Reducing Hyrise’s build time

Markus Dreseler
Hyrise
Published in
6 min readOct 14, 2019

Over time, we have identified a number of factors that directly influence our developers’ productivity. These cover areas such as code style, test coverage, documentation, and iteration speed. Today, we want to look at the last factor. With iteration speed, we mean the time spent from making a change to seeing its impact on Hyrise’s performance. This iteration speed is composed of a number of factors:

t(iteration) = t(compiler) + t(tests) + t(benchmark) + t(typing)

As the compile step, the tests, and the benchmarks can be executed with a single command, we consider the time spent actually typing these commands to be close to optimal. The execution time of the tests and the benchmarks should be subject of another post. Let us focus on the time spent compiling (actually: compiling and linking) Hyrise.

Currently, building Hyrise from scratch takes 940 seconds, or almost 15 minutes on a 2016 Macbook Pro. An iterative build after changing a single cpp file (here: optimizer.cpp) still takes 132 seconds. When more complex cpp files or even header files are changed, this will take longer. My estimation is that many code changes take less time than that, meaning that we waste more than half of our time waiting for the build process. Let us have a look at how this can be improved:

Linking jemalloc as an interface

We ship jemalloc as a git submodule rather than depending on the system’s allocator or a pre-installed jemalloc version because it gives us more fine-grained control over the version and compile flags. The benefits of jemalloc are shown in the original pull request, others are seeing similar results [1].

As jemalloc is built using autoconf (an issue suggesting a move to cmake is approaching its fourth birthday), we use externalproject_add to build the binaries and target_link_libraries(hyrise PUBLIC jemalloc) to add it to the Hyrise project.

During the build process, we can see ninja waiting for the jemalloc build before starting to build any Hyrise files.

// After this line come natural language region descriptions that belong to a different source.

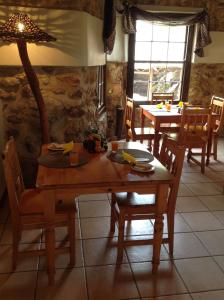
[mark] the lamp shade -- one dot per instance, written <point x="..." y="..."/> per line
<point x="20" y="27"/>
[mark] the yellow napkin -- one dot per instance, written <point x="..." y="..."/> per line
<point x="181" y="104"/>
<point x="68" y="147"/>
<point x="128" y="157"/>
<point x="160" y="105"/>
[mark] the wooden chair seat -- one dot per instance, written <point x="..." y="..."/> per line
<point x="27" y="207"/>
<point x="135" y="133"/>
<point x="134" y="206"/>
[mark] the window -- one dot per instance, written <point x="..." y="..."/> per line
<point x="101" y="89"/>
<point x="160" y="59"/>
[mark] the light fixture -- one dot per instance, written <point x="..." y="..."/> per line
<point x="20" y="29"/>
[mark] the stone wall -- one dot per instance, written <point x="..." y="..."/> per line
<point x="206" y="80"/>
<point x="94" y="7"/>
<point x="70" y="98"/>
<point x="116" y="74"/>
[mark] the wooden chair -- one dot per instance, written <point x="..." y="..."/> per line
<point x="162" y="97"/>
<point x="27" y="209"/>
<point x="133" y="206"/>
<point x="194" y="132"/>
<point x="136" y="133"/>
<point x="217" y="106"/>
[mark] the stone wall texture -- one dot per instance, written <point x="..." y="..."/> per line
<point x="94" y="7"/>
<point x="70" y="98"/>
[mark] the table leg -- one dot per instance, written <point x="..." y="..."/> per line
<point x="49" y="196"/>
<point x="156" y="139"/>
<point x="161" y="200"/>
<point x="209" y="147"/>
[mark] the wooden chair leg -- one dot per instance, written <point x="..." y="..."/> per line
<point x="112" y="214"/>
<point x="170" y="225"/>
<point x="203" y="154"/>
<point x="71" y="235"/>
<point x="15" y="250"/>
<point x="121" y="223"/>
<point x="50" y="249"/>
<point x="215" y="145"/>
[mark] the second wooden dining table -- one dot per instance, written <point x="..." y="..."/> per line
<point x="101" y="175"/>
<point x="159" y="116"/>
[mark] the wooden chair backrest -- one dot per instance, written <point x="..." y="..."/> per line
<point x="129" y="113"/>
<point x="13" y="177"/>
<point x="217" y="106"/>
<point x="172" y="157"/>
<point x="162" y="97"/>
<point x="195" y="123"/>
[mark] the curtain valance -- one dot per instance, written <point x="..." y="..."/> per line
<point x="132" y="13"/>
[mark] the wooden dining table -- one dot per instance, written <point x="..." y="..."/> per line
<point x="101" y="175"/>
<point x="159" y="116"/>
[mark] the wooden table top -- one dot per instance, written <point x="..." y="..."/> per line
<point x="154" y="110"/>
<point x="100" y="172"/>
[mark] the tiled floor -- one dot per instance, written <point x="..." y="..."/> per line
<point x="197" y="271"/>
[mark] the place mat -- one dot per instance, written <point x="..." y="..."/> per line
<point x="59" y="160"/>
<point x="117" y="156"/>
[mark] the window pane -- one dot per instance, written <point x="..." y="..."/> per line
<point x="159" y="51"/>
<point x="158" y="72"/>
<point x="144" y="31"/>
<point x="177" y="33"/>
<point x="140" y="89"/>
<point x="176" y="52"/>
<point x="142" y="51"/>
<point x="174" y="72"/>
<point x="141" y="76"/>
<point x="160" y="33"/>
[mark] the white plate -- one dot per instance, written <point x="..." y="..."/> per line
<point x="55" y="147"/>
<point x="146" y="169"/>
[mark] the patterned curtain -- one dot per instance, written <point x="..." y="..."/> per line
<point x="132" y="13"/>
<point x="109" y="31"/>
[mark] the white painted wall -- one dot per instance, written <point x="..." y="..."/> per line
<point x="120" y="51"/>
<point x="2" y="179"/>
<point x="79" y="38"/>
<point x="213" y="52"/>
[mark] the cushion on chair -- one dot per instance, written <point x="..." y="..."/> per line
<point x="134" y="199"/>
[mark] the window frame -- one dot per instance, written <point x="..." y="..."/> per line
<point x="100" y="89"/>
<point x="185" y="81"/>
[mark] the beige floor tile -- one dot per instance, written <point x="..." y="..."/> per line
<point x="190" y="167"/>
<point x="187" y="177"/>
<point x="90" y="197"/>
<point x="179" y="225"/>
<point x="27" y="263"/>
<point x="101" y="252"/>
<point x="95" y="227"/>
<point x="69" y="284"/>
<point x="213" y="202"/>
<point x="139" y="227"/>
<point x="201" y="189"/>
<point x="144" y="253"/>
<point x="111" y="283"/>
<point x="216" y="295"/>
<point x="94" y="209"/>
<point x="63" y="260"/>
<point x="173" y="297"/>
<point x="220" y="261"/>
<point x="165" y="282"/>
<point x="189" y="204"/>
<point x="200" y="274"/>
<point x="201" y="221"/>
<point x="18" y="286"/>
<point x="213" y="241"/>
<point x="28" y="236"/>
<point x="184" y="191"/>
<point x="187" y="245"/>
<point x="219" y="215"/>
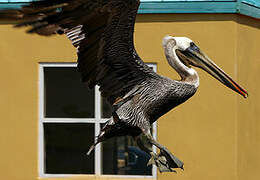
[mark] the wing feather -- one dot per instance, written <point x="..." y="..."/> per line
<point x="101" y="30"/>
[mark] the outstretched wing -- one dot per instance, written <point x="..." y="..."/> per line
<point x="101" y="30"/>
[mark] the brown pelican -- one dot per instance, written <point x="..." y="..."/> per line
<point x="102" y="32"/>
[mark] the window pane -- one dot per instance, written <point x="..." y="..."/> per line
<point x="65" y="95"/>
<point x="66" y="145"/>
<point x="106" y="109"/>
<point x="121" y="156"/>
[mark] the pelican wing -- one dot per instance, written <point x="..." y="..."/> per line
<point x="102" y="32"/>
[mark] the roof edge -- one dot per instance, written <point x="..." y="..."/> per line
<point x="245" y="7"/>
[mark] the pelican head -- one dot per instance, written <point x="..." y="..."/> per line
<point x="182" y="53"/>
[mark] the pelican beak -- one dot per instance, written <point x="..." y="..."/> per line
<point x="195" y="57"/>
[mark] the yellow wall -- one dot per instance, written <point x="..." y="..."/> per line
<point x="216" y="133"/>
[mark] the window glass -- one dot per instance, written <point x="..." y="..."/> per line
<point x="121" y="156"/>
<point x="65" y="147"/>
<point x="70" y="118"/>
<point x="65" y="95"/>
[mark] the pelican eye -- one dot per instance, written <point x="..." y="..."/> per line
<point x="194" y="47"/>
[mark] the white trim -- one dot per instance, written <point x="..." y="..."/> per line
<point x="97" y="120"/>
<point x="40" y="124"/>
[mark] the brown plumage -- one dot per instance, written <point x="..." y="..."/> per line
<point x="102" y="31"/>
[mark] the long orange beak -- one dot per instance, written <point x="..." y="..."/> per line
<point x="199" y="59"/>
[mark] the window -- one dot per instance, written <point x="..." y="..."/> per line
<point x="71" y="116"/>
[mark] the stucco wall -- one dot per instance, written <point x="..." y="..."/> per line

This is unnecessary, as none of the Hyrise files directly requires the jemalloc to be finished.

By changing the link type to INTERFACE, the hyrise project can be built independently. Only once the binaries (such as hyriseServer or hyriseConsole) are linked, jemalloc is required.

As this improves the parallelization of the build process, it shaves off 63 seconds.

Building with -O0

Had you asked me before what the point of -O0 is, I would have had no answer. I always expected the compiler and the linker to default to no optimization. For gcc, this is the case, and is explicitly mentioned in the man page:

-O0 Reduce compilation time and make debugging produce the expected
results. This is the default.

For clang on OS X, -O0 does not seem to be the default as explicitly setting it makes a significant difference for the link performance. On my machine, it reduces the overall build duration by 117 seconds. I do not have a good explanation for that, yet. There are some sources that suggest -O2 being the default for clang, but no definite answer in the man page.

Unity builds

Calling the compiler independently for each cpp file has a number of drawbacks. By grouping multiple cpp files in a single unity (aka. jumbo or SCU) file, build times can be reduced. If you are interested in the reasons for this, have a look at this blog post.

We had a look at unity builds before but decided against it, because the available methods (see the How to maintain section in the linked blog post) all looked too intrusive. As most of our developers are not full-time developers, we do not want to introduce additional development steps or additional complexity to our cmake files.

Luckily, cmake introduces native unity builds with the upcoming 3.16 version. In theory, all that is needed is to add -DCMAKE_UNITY_BUILD=On to the cmake command line. For us, a minor cleanup of the code base was necessary, removing ODR violations from anonymous namespaces, and disable unity builds for third-party modules.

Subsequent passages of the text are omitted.